The refinement of a type is what you’re actually want to model (as code reuse is the implementation detail). When people say that we think in terms of objects, like that a bird is an animal, it doesn’t really mean that we think that birds inherit the implementation of animals and that there is a locomotion
method implemented in all animals which is overridden by different implementations. No, we think in terms of phenomena which we observe and generalize into concepts. So that we can see that different objects and processes may exhibit common behaviors, so we have an opportunity to generalize them by creating an abstraction. That brings us to the next level of understanding on which we think already in terms of abstractions, which we can generalize even further, and so on until we reach the level of category theory, where we are no longer constrained with understanding .
This modus of operandi is modeled in OCaml extremely well, as we have signatures to model different concepts, e.g., for example, we may observe that all animals are concrete objects which come in and out of existence, and that each Animal is an individual which we can somehow identify, so we model it with the signature that defines the set of operations that we believe, in domain of discourse of our model, will abstract an animal correctly:
module type Animal = sig
type t
val create : id -> t
val id : t -> id
val age : t -> int
val is_alive : t -> bool
end
We can see, als, that some Animals are flying. In our model, we may decide that is worthwhile to distinguish them from other animals, e.g.,
module type Flying = sig
include Animal
val fly : position -> unit world
end
So, we can see that Flying
is an Animal
, no matter the implementation or other details - we can always expect that any Flying Animal will exhibit the behavior of an animal (wrt to our model, again).
Once you will start implementing your hierarchies you will be happily surprised that OCaml will provide you with means to reuse the implementation. Like you may actually decide to reuse the Animal data type for all your animals (indeed, there is no need to reimplement the animal bookeeping in each module implementation). The good thing is that your choice of implementation details wouldn’t affect your hierarchies as they are completely orthogonal.

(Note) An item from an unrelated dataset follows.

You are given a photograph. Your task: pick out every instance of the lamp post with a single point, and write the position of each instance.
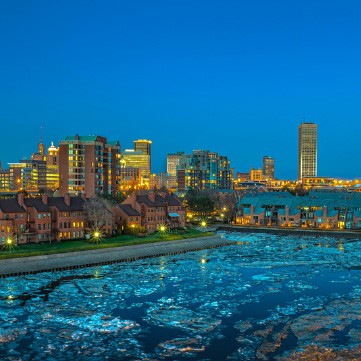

As a final note, OCaml uses the word type
for whatever is called datatype
in SML, data
in Haskell, struct
or class
in C/C++ or Java, for a thing that describes a data type, i.e., the concrete implementation. There is nothing wrong with it, except that it brings confusion between types and abstractions, which usually deemed equal. In OCaml, abstractions are modeled with module types. So type animal
is a concrete implementation (which could be abstracted by its signature, where the signature is the abstraction). Hence, when you have a UML diagram that models some entities, then those entities should map to module types, and operations, along with their constraints (in OCL) should map to functions and their types. So classes in UML are module types in OCaml.